CANADA—The Supreme Court of Canada ruled last week that internet service providers are not subject to the country's Broadcasting Act, which was passed in 1991 and “covers three main sections: a broadcasting policy for Canada; the regulatory powers of the Canadian Radio-television and Telecommunications Commission (CRTC); and the operating procedures and policies for the Canadian Broadcasting Corporation.”
In making its finding, the high court confirmed a 2010 ruling by The Federal Court of Appeal, which was tasked with answering the following question:
"Do retail Internet service providers ('ISPs') carry on, in whole or in part, 'broadcasting undertakings' subject to the Broadcasting Act when, in their role as ISPs, they provide access through the Internet to 'broadcasting' requested by end-users?"
The question was important because the Canadian Radio-television and Telecommunications Commission (“CRTC”) had concluded in 1999 that the term “broadcasting” as it is used in the Broadcasting Act “included programs transmitted to end-users over the Internet.”
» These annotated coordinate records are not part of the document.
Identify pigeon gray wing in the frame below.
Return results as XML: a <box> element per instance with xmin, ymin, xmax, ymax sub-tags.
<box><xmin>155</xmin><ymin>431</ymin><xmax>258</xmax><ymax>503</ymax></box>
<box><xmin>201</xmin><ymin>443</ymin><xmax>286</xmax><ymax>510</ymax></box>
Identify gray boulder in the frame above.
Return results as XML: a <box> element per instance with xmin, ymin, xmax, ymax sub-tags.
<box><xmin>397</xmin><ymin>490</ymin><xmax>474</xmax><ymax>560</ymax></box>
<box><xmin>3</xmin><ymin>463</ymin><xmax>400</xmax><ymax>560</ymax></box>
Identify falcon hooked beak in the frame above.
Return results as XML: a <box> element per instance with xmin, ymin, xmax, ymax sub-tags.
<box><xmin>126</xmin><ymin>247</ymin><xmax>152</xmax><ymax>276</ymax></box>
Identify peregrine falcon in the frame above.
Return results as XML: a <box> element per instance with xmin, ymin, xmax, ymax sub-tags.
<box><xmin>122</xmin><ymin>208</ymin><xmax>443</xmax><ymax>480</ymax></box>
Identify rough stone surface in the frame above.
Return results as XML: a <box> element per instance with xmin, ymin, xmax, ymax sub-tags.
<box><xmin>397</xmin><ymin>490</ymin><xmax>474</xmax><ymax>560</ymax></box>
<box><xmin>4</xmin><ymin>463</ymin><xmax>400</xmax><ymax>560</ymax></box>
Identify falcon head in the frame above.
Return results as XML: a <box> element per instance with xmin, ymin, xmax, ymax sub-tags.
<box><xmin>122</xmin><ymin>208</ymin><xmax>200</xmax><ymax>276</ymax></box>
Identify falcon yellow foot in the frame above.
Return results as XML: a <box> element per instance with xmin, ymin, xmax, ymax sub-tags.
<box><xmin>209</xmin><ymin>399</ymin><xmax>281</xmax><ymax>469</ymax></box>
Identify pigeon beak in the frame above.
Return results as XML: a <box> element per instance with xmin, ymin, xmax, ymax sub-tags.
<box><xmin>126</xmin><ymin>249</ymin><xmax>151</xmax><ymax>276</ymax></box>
According to Thursday’s ruling, the CRTC concluded at that time “that it was not necessary to regulate broadcasting undertakings that provided broadcasting services through the Internet. It exempted these ‘new media broadcasting undertakings’ from the requirements of the Broadcasting Act. In 2008, after public hearings, the CRTC revisited this exemption. One of the issues raised was whether internet service providers—ISPs—were subject to the Broadcasting Act when they provided end-users with access to broadcasting through the internet.”
The CRTC referred the matter to the Federal Appeals Court, whose ruling saying ISPs were not subject to the law was then challenged. It turns out the companies who lined up on either side of this issue are the same ones facing off over laws like SOPA and Protect IP.
“When [the Federal Appeals Court] said no, groups representing actors, producers, directors and writers appealed to the Supreme Court,” reported castanet.net. “The major cable and satellite companies, such as Bell Canada and Rogers Communications, opposed the idea in court of their ISPs being considered broadcasters.”
It makes every bit of sense for this same cast of characters to be at odds in this case. The ultimate goal of each and every effort made by content creators and producers to pass a SOPA or get an ISP named a “broadcaster” is precisely to redefine the internet as a broadcast medium similar to television or radio. With that designation, the control the massive multinational media companies now enjoy on those other platforms will be extended to the internet, which has thus far resisted losing its freedom.
This ruling was similarly limiting, but not as far as the eye can see. While granting ISPs independence from regulation under the Broadcasting Act, “the Federal Court of Appeal warned that if ISPs begin to actively make content decisions and lose their neutrality, they might indeed be subject to regulation.”